Friday, August 18, 2023

SpaceX Shares Views of Booster 9's New Hardware

SpaceX shared some views of Booster 9 with what they refer to as the "vented interstage" to allow hot staging, with two workers on the new hardware that add perspective on the size. 

The hardware is both a heat shield that one worker is sitting on top of and the collar atop the already existing booster with lots of slots left open in it to allow the flames to exit the top and reduce heating of the methane tank, the top tank in Starship.  Another worker is seen with his head and arm sticking through one of those slots just above the front left grid fin.

The interstage adapter looked like this as it was being lifted into place.  

You can see that it's a lot of empty space.  Both images from SpaceX and edited a bit by me to resize and brighten them a bit. 

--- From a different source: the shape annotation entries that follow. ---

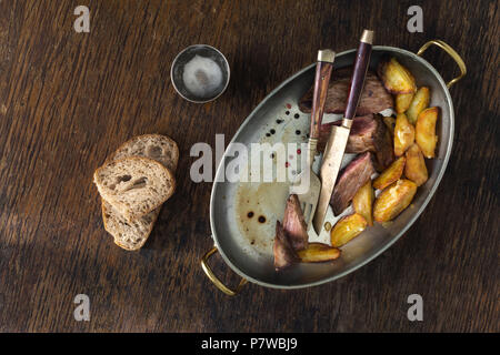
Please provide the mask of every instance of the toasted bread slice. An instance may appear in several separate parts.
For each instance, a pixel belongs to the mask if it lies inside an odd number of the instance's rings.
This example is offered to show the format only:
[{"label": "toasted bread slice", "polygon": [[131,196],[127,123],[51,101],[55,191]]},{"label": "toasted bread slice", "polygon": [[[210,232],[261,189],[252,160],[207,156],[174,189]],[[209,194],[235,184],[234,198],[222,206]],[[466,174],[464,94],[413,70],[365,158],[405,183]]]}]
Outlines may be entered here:
[{"label": "toasted bread slice", "polygon": [[101,197],[127,221],[134,221],[167,201],[176,179],[161,163],[142,156],[112,161],[93,174]]},{"label": "toasted bread slice", "polygon": [[[161,154],[158,155],[160,150]],[[134,136],[121,144],[107,159],[107,162],[126,158],[129,153],[131,155],[154,159],[170,169],[172,173],[174,173],[179,161],[179,149],[173,140],[160,134],[143,134]],[[161,206],[134,221],[137,223],[129,223],[117,210],[102,200],[102,221],[104,222],[104,229],[113,236],[114,244],[127,251],[137,251],[144,245],[160,211]]]},{"label": "toasted bread slice", "polygon": [[137,251],[144,245],[151,233],[161,207],[129,222],[108,202],[102,200],[102,221],[104,230],[114,239],[114,244],[127,250]]},{"label": "toasted bread slice", "polygon": [[[158,155],[160,151],[161,154]],[[151,158],[170,169],[172,173],[174,173],[179,161],[179,149],[173,140],[160,134],[143,134],[134,136],[121,144],[121,146],[107,159],[107,162],[126,158],[129,153],[136,156]],[[117,210],[102,200],[102,221],[104,222],[104,230],[113,236],[114,244],[127,251],[137,251],[144,245],[151,234],[160,211],[161,206],[143,215],[134,221],[134,223],[129,223]]]},{"label": "toasted bread slice", "polygon": [[177,143],[161,134],[142,134],[124,142],[112,153],[107,162],[120,160],[127,156],[146,156],[176,172],[179,161],[179,148]]}]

"Vented interstage and heat shield installed atop Booster 9. Starship and Super Heavy are being upgraded to use a separation method called hot-staging, where Starship's second stage engines will ignite to push the ship away from the booster," the company wrote today (Aug. 18) in a post on X (formerly Twitter) that shared two photos of the new hardware.

"The superhot plasma from the upper-stage engines has gotta go somewhere," Musk told journalist Ashlee Vance in a discussion on X on June 24, during which he revealed the design change. "So we're adding an extension to the booster that is almost all vents, essentially. So that allows the the upper-stage engine plume to go through the sort of vented extension of the booster and not just blow itself up."

This set of pictures makes me lean toward my belief that the road closures on Monday (early next week) are to move B9 back to the Orbital Launch Mount for more testing.  Launch is still "out there" waiting on the FAA and perhaps the lawsuit, but this makes it look like B9 may be considered ready to roll back out to the OLM for follow-on testing.


  1. Photos like this really show the immensity of Starship and Booster.

    Falcon 9 is big. This thing is huge.

    Looking forward to the launch.

    1. Looking forward to the launch. Oh, yeah.

      When they launch the first one from the Cape, I might have to go up to one of the places to get a better look. Haven't done that since the early Shuttle days, a couple before Challenger. Mostly because once the vehicle is up a couple of miles the view isn't terribly different.

  2. I saw hot staging and thought, oh boy, that's gonna be fun. I suppose an advantage is you get to maintain velocity rather than slowing down while the first stage fails away. Though I don't know how much is actually lost.

    I look at an experiment like this that may work, it may not, and know there is absolutely no chance NASA would try it.

    1. The number Elon has mentioned is a 10% improvement. It seems like a lot of effort for a 10% gain, but I'm no rocket scientist. I wasn't aware the Russians have been doing hot staging forever.

    2. I saw the 10% figure as well. That's pretty significant in rocket science, I suppose. I didn't know the Russians were doing it either.

      What's the worst that can happen? What happened last time? Everyone still cheered.

    3. I think the 10% number may not include the extra weight of the interstage. Elon has a tendency to forget to mention the entire picture. The best way it could be stated, imho, would be to quote the percentage increase of payload mass to orbit.

      And yes, the Russians have been doing it forever, with the Proton. Their interstage looks like the kind of lattice one would put under the front porch to keep cats and dogs out.

      In this Soviet design, hot staging eliminates the need for ullage motors to settle the fuel, saving some weight. I'm not sure how Starship was originally going to handle this issue.

    4. If you watch some of the Chinese launches you will also see the interstage webbing as well. Not on all of them, but I noticed the other day they had one of their smaller rockets thusly equipped.

  3. If you look carefully, you will notice the flat spot in the middle is where the three center (sea-level) raptors are. Only the outer (vacuum-level) raptors will fire for interstaging.

    The vac-raps are for orbit anyway, the sea-raps are for landing. Only the sea-raps are electrically gimbaled.